14. Het bovenstaande betekent dat de verweren falen en dat moet worden geconcludeerd dat [appellant] na het verstrijken van de in de brief van 12 mei 2014 gestelde termijn in verzuim is geraakt. Daardoor is de in artikel 13, lid 4 van de koopovereenkomst overeengekomen boete gaan lopen tot het moment waarop de overeenkomst door [geïntimeerden] is ontbonden. Het door [geïntimeerden] aldus berekende bedrag van € 18.810,- is door [appellant] niet gemotiveerd betwist en heeft het hof dus tot uitgangspunt te dienen.

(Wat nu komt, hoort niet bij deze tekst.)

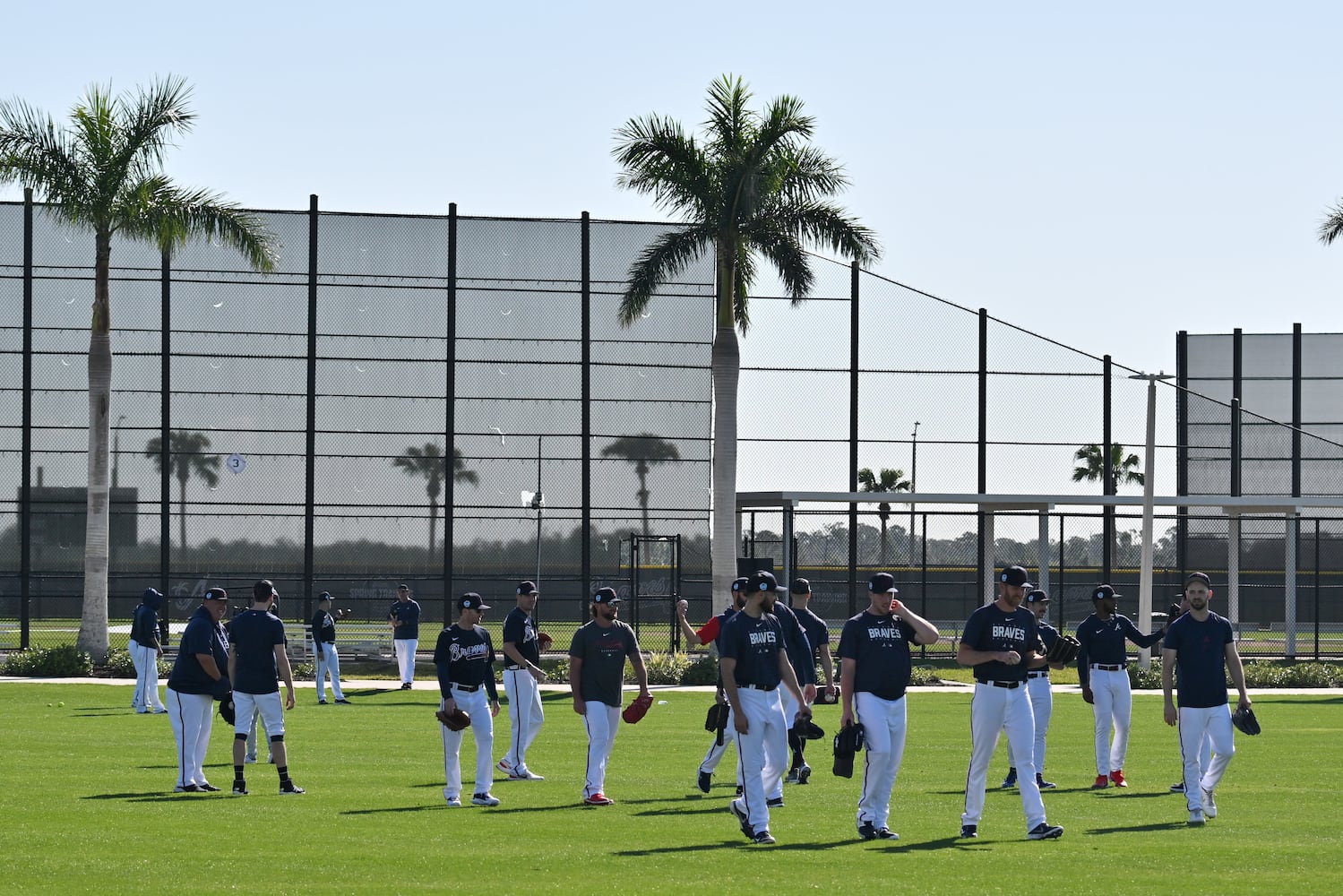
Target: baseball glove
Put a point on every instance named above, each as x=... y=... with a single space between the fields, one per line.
x=1063 y=649
x=637 y=710
x=454 y=720
x=1245 y=721
x=226 y=710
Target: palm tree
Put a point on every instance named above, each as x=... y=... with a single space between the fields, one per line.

15. Het betoog van [appellant] dat [geïntimeerden] geen aanspraak kunnen maken op de boete die in artikel 13, lid 4 van de koopovereenkomst is overeengekomen, omdat de overeenkomst is ontbonden en [geïntimeerde 1] niet op nakoming heeft gestaan, faalt. Artikel 13, lid 4 van de koopovereenkomst voorziet immers in de situatie dat “na verloop van tijd” de overeenkomst alsnog wordt ontbonden.
16. [appellant] heeft betoogd dat, in het geval het hof tot toewijzing van de gevorderde boete zou komen, die boete gematigd dient te worden. Het hof gaat aan dat beroep op matiging voorbij. Voor matiging is slechts plaats wanneer toepassing van een boetebeding in de gegeven omstandigheden tot een buitensporig en daarom onaanvaardbaar resultaat zal leiden. De vraag of daarvan sprake is, moet worden beantwoord aan de hand van alle omstandigheden van het geval, waaronder de verhouding tussen de geleden schade en de hoogte van de boete.
17. Voorop staat bij die beoordeling dat het onderhavige boetebeding volstrekt gebruikelijk is bij koopovereenkomsten tussen particulieren met betrekking tot onroerend goed, en is opgenomen in de ook door partijen gehanteerde model-overeenkomst van de Vereniging Eigen Huis. Dat er niet afzonderlijk over is onderhandeld acht het hof niet relevant, want van [appellant] mocht worden verwacht om goede nota te nemen van de inhoud van de door hem te ondertekenen overeenkomst. Het boetebeding is niet zo ingewikkeld dat de strekking daarvan voor hem onduidelijk moet zijn geweest, terwijl hij anders, voor zover hij dat niet heeft gedaan, professionele bijstand had moeten zoeken. Als onvoldoende weersproken staat vast dat [geïntimeerden] schade hebben geleden door het niet-doorgaan van de levering van het appartement. Hoe hoog die schade exact is, kan in het midden blijven omdat uit de stellingen van [appellant] in ieder geval niet is af te leiden dat er sprake is van een wanverhouding tussen de hoogte van de boete en de werkelijke schade. [geïntimeerden] hebben weersproken dat zij [appellant] onder druk hebben gezet om de koopovereenkomst te ondertekenen, en die stelling is door [appellant] niet van een voldoende onderbouwing voorzien, zodat deze zal worden gepasseerd en er ook op die grond geen reden voor matiging van de boete is.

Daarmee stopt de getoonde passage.